Negotiators of the government and the Moro Islamic Liberation Front (MILF) will meet today, December 4, in Kuala Lumpur to settle the details on power sharing and normalization that are preventing them from clinching a comprehensive peace accord more than a year after inking a landmark preliminary pact.
On the same day, public consultations on the Bangsamoro Basic Law kick off in Lanao del Norte, spearheaded by civil society organizations that entered into a partnership with the Bangsamoro Transition Commission (BTC).
The first consultations will take place in two clusters covering at least four of the province’s 22 towns December 4 with former Iligan City mayor Franklin Quijano serving as facilitator.
All the towns plus Iligan City will hopefully be covered by December 7, said Gimaidee Ann Cadotdot of the Pailig Academy for Grassroots Democracy (PAGD), secretariat of the Lanao consultations.
Hammering consensus
Wednesday’s meeting of the peace panels is widely expected to be focused on hammering consensus on power sharing, which will essentially spell out the governance powers devolved by the central government to the Bangsamoro, and the scheme for the exercise of powers the two entities share.
The exploratory meeting on October, which was scheduled for 10 days but extended by another day, failed to muster agreement on the details.
Sun.Star Cagayan de Oro learned that last month, the parties met in Kuala Lumpur for several days of executive session, meaning, a process that involves only a small contingent from each side.
Sources familiar with the dynamics of the peace negotiations estimate that at the current pace of the panels, a comprehensive peace agreement could be forged around February next year.
The same sources also said it is likely that the issue of power sharing could be settled in the current meeting with about eight points up for negotiations, the most crucial of which are on internal waters and elections.
Completing a comprehensive peace agreement (CPA) was originally set for December 2012 based on the consensus enshrined in the Framework Agreement on the Bangsamoro (FAB) that was inked October 15 last year.
The CPA will consist of the FAB plus the annexes on transitional modalities, wealth sharing, power sharing and normalization.

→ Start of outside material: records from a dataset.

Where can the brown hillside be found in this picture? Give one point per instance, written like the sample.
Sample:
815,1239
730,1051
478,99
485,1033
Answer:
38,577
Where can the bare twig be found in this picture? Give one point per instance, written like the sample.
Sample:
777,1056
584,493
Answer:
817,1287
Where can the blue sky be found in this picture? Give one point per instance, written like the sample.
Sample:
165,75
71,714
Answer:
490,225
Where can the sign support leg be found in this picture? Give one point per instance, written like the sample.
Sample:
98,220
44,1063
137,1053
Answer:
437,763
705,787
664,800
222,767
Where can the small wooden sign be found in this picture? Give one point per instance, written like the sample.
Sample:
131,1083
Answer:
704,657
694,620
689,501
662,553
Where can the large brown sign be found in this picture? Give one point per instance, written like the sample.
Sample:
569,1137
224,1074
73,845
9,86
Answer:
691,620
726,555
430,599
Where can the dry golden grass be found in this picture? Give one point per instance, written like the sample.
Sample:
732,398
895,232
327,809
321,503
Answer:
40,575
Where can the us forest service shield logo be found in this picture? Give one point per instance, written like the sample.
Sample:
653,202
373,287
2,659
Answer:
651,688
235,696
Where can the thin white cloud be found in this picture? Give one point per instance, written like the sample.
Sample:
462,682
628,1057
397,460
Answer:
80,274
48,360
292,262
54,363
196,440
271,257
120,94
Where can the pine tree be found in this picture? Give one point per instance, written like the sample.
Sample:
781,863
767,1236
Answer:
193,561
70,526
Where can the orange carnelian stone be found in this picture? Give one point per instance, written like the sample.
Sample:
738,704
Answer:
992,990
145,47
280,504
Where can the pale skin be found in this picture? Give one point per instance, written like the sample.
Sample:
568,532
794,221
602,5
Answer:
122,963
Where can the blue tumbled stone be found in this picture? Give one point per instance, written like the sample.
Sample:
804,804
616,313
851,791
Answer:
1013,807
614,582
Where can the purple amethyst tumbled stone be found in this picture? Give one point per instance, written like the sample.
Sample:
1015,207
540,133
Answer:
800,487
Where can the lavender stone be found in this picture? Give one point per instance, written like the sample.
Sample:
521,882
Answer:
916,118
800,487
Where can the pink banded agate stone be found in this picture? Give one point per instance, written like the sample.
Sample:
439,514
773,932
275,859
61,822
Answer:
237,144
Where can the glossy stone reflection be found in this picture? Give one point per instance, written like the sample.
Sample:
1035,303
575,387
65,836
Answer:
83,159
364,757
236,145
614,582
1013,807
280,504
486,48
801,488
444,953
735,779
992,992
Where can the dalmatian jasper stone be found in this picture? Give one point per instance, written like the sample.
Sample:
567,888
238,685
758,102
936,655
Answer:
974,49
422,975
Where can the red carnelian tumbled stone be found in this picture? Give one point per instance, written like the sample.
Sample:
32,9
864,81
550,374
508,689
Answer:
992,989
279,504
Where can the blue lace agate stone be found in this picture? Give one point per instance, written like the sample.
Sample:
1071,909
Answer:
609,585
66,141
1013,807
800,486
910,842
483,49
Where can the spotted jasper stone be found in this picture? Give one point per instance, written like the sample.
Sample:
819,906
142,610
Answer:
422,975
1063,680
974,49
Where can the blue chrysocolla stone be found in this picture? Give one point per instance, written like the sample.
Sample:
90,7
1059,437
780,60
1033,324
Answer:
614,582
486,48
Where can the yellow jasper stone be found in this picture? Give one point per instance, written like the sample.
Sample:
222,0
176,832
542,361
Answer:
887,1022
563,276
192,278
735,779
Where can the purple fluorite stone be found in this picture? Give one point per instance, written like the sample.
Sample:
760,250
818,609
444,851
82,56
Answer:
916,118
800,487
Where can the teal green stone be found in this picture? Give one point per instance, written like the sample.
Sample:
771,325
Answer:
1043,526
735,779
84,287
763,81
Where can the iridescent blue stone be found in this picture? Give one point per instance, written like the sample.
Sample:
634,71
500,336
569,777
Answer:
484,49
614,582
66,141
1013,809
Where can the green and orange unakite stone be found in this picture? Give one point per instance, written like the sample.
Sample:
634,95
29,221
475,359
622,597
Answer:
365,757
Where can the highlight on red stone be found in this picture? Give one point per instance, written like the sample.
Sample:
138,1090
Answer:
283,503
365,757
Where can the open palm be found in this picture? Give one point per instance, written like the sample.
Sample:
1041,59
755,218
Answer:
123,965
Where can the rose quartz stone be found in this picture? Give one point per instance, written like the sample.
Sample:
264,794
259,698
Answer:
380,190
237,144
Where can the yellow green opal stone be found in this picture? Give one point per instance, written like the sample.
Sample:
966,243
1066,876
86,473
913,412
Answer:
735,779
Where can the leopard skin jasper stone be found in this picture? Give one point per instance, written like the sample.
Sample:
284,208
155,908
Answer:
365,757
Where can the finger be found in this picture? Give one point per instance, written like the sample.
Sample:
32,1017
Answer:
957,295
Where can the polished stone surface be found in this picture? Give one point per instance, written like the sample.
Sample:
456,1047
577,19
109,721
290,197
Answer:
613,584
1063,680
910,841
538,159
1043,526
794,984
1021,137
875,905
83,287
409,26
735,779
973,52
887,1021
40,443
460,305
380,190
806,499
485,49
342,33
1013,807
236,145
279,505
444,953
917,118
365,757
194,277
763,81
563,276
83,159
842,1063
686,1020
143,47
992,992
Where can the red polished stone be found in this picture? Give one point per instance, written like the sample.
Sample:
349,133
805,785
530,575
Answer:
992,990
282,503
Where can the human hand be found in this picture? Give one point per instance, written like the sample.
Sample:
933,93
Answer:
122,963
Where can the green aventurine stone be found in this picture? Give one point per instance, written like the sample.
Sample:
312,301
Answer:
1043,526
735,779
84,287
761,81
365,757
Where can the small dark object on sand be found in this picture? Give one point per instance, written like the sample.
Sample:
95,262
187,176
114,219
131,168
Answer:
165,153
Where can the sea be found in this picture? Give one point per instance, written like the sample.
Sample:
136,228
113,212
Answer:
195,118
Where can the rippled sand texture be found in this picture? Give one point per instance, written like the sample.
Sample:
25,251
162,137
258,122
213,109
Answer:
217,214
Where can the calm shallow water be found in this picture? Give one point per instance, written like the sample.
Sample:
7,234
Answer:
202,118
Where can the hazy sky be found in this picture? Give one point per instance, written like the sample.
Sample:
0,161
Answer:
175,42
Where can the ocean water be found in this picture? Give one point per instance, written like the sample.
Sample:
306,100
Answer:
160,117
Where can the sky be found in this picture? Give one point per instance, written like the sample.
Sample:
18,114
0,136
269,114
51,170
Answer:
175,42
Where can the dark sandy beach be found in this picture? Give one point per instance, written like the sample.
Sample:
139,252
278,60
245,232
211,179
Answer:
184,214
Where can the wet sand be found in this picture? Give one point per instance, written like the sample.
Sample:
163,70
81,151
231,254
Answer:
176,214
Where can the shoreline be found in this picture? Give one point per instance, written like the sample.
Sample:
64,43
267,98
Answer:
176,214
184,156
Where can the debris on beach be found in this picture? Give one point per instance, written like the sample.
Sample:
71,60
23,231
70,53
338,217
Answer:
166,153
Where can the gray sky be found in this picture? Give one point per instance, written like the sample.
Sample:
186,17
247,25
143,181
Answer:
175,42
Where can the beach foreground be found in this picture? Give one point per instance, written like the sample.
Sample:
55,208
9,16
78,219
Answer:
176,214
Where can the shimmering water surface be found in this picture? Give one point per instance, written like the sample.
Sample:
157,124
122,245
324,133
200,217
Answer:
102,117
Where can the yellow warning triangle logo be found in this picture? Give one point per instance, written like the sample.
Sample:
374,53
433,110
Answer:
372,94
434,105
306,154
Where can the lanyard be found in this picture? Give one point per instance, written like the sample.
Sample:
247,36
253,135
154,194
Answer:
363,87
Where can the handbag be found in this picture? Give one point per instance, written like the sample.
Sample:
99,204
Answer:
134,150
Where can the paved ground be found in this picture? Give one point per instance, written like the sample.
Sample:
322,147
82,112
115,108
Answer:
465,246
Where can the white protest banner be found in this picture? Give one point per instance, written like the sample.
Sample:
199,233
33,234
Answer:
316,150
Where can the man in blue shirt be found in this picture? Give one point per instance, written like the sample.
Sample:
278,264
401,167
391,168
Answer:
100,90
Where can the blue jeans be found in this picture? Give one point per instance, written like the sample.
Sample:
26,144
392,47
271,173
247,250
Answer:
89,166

The last two annexes are yet to be finished.
Consultative exercise
The civil society-led consultations in Lanao del Norte is part of a Mindanao-wide effort to solicit inputs from grassroots communities regarding the charter of the future Bangsamoro self-governance entity that will replace the current Autonomous Region in Muslim Mindanao (Armm). This is covered by a memorandum of agreement between the BTC and at least 40 non-government groups and networks.
Primarily, these consultations will be done in every legislative district of the provinces of the Armm and provinces which have localities that can be potentially part of the Bangsamoro. Thematic consultations are also planned like among indigenous peoples, women and youth.
For Lanao del Norte, its 22 towns are grouped into 10 clusters while the 44 barangays of Iligan City is also another cluster. Some 100 participants will be convened per cluster.
The results of these consultations will be forwarded to the BTC as well as the government and MILF peace panels, said Cadotdot.
“We have especially targeted grassroots leaders because we believe that the effort to improve the Moro autonomy setup must redound to the greater benefit of the ordinary Bangsamoro,” Cadotdot stressed.
More than 30 local civil society organizations are participating in the consultation effort supported by the GIZ Civil Peace Service program, Cadotdot added.
“We aim that the conduct of this democratic exercise provides a hopeful contrast amid the historical backdrop of Lanao del Norte being a key trigger for war in the 1970s, 2000 and 2008,” explained Quijano.
The Moro autonomy experiment began in 1977, founded on the 1976 Tripoli Agreement of Peace inked between government and the Moro National Liberation Front (MNLF).
But consultations related to its design were first done in 1987 through the Mindanao Regional Consultative Commission (MRCC) that drafted the original Organic Act of the Armm.
But much of these consultations, according to
Mindanao historian and MRCC member Rudy Rodil, never went down to the
grassroots. The effort to involve grassroots leaders in designing Moro autonomy
is therefore the first in its 36-year history.